The thing you have been working on is not working. You have been telling yourself for weeks that it would turn around. It hasn't. The numbers are not where they should be. The energy is not what it was. People who were enthusiastic are quietly stepping back. You have to decide whether to keep going, change course, or shut it down. The decision has been deferred long enough that the deferral itself is now part of the problem.

The move

The reserve clause was supposed to be attached. I will pursue this — circumstances permitting. If you attached it, the current situation is the clause activating. If you did not, you are in the position of having staked your identity on an outcome that the universe did not deliver, and the work of unbinding is now also yours to do.

The dichotomy. Up to you: the next decision, the next conversation, the conduct you bring to whatever you choose. Not up to you: the past months of work, what people will say about the project, whether the thing was viable to begin with. Two of these are in column one. The rest is data, not material.

The Stoic action discipline is unusually clear here. Kathēkon — appropriate action — is the work you do given your nature, your station, and your circumstances. Your circumstances have changed. Yesterday's appropriate action may not be today's. The willingness to recognise this without conflating it with failure is much of the work.

Source grounding

Marcus, Meditations 5.20: the impediment to action advances action.
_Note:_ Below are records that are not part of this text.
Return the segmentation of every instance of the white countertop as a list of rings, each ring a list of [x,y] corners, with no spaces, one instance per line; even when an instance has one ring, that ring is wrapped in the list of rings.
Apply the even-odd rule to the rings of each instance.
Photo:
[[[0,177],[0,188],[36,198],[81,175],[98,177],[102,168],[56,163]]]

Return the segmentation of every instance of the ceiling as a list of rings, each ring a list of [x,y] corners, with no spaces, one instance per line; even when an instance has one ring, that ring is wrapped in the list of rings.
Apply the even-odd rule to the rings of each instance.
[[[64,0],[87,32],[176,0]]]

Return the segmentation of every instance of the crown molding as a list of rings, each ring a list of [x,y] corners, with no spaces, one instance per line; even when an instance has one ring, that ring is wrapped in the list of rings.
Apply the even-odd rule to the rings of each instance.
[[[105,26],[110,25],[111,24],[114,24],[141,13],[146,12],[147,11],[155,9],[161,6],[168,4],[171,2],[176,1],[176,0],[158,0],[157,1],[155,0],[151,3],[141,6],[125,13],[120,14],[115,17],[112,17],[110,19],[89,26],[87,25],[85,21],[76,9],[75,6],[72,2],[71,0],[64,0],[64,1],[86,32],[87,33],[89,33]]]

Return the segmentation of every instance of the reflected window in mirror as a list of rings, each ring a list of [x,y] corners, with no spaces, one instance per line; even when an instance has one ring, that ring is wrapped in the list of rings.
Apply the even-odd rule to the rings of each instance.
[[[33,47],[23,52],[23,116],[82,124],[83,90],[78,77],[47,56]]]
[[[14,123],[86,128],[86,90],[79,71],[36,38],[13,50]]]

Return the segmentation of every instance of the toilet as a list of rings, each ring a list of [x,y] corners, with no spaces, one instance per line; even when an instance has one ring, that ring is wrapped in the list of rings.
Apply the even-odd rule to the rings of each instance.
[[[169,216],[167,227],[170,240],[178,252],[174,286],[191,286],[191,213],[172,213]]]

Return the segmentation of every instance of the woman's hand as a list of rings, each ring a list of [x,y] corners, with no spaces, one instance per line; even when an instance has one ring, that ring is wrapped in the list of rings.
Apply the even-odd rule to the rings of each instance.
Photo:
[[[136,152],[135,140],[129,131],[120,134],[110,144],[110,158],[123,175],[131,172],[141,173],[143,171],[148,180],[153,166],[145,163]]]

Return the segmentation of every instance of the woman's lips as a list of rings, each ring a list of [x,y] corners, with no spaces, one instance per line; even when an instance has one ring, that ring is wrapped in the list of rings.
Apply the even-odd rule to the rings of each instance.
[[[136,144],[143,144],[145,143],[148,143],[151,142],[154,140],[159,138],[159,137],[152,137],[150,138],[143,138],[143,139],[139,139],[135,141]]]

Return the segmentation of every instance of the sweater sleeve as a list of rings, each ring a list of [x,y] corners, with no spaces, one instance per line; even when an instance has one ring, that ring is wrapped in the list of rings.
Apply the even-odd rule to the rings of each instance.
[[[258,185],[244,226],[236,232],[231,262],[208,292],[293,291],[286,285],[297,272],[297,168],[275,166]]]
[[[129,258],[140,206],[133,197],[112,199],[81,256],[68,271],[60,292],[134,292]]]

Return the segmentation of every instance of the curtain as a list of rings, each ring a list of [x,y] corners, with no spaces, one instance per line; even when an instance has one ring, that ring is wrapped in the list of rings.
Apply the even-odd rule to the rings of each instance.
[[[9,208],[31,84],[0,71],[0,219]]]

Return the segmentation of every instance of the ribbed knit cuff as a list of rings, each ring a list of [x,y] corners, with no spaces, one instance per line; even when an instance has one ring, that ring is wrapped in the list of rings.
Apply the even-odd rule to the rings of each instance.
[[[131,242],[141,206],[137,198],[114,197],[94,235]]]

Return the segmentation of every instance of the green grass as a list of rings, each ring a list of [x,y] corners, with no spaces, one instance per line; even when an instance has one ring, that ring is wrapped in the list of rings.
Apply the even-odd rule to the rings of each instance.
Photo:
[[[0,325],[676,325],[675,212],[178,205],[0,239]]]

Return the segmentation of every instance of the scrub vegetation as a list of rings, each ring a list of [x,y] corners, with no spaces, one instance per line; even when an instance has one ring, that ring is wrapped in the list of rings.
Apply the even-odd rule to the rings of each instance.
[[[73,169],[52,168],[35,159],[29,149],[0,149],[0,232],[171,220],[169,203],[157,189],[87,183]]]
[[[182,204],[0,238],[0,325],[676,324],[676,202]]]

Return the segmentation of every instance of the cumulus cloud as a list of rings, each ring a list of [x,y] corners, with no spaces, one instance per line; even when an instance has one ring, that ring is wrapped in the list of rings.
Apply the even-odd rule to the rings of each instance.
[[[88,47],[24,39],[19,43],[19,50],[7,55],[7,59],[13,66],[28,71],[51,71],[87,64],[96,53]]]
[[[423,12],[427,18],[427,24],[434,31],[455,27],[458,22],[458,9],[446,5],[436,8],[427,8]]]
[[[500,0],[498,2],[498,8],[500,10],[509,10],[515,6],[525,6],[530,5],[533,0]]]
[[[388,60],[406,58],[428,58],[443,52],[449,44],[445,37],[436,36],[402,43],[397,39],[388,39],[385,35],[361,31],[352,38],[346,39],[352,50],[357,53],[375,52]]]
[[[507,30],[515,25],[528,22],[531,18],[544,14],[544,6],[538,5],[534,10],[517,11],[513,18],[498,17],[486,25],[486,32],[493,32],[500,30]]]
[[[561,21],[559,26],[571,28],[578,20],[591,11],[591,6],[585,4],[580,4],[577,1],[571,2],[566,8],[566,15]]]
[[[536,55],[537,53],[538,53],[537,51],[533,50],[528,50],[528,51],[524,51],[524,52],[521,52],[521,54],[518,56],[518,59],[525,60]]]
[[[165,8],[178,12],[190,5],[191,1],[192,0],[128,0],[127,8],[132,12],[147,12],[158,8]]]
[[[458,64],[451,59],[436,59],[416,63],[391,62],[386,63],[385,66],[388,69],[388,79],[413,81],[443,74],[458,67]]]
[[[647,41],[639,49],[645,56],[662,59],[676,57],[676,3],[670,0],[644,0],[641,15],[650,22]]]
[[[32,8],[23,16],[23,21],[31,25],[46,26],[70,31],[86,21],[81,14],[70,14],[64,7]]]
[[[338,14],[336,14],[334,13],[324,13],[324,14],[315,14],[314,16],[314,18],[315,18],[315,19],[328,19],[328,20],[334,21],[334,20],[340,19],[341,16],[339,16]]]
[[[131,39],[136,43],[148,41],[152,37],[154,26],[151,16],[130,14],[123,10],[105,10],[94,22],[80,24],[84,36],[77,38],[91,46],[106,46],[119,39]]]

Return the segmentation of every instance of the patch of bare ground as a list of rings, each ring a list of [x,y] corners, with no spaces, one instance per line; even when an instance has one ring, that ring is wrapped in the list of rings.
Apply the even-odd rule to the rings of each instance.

The failing project is the obstacle. Acting on it — pivoting, restructuring, ending — is the action. The action does not stop because one form of it failed.

Seneca, De Tranquillitate 13: the wise man never alters his decision while the conditions under which he formed it remain the same. The conditions have not remained the same. Altering the decision is appropriate, not weakness. The fluency with which you made the original decision should be matched by the fluency with which you update it.

Epictetus, Enchiridion 1: outcomes are not in column one. They never were. The project's success was a hoped-for external. The work you put in is yours forever — it is in your hands as the conduct you brought, the things you learned, the relationships built. None of that is taken by the project failing. What is taken is one external arrangement among many.

What the popular version misses

  • Push through. Discipline equals fortitude. Sometimes. Often it is the opposite — the inability to update on new information is a vice, not a virtue. Stoic eustatheia (steadiness of soul) is not stubbornness; it is stability that can include changing course.
  • Failure is a teacher. Sometimes useful, sometimes a way of dressing the thing in dignity it does not yet have. The Stoic does not require the failure to be retrospectively educational. The Stoic absorbs it, acts on it, continues.

The commitment

This week, make the decision. Not next month. Not after one more sprint. Decide. Continue with a clear-eyed reset, change shape, or end. The work that is appropriate now requires the decision to be made; deferring it is itself the failure mode. The decision will be wrong in some respects; that is the nature of decisions made with incomplete information. Make it anyway and act on it. The relief of having made it is part of how you know it was overdue.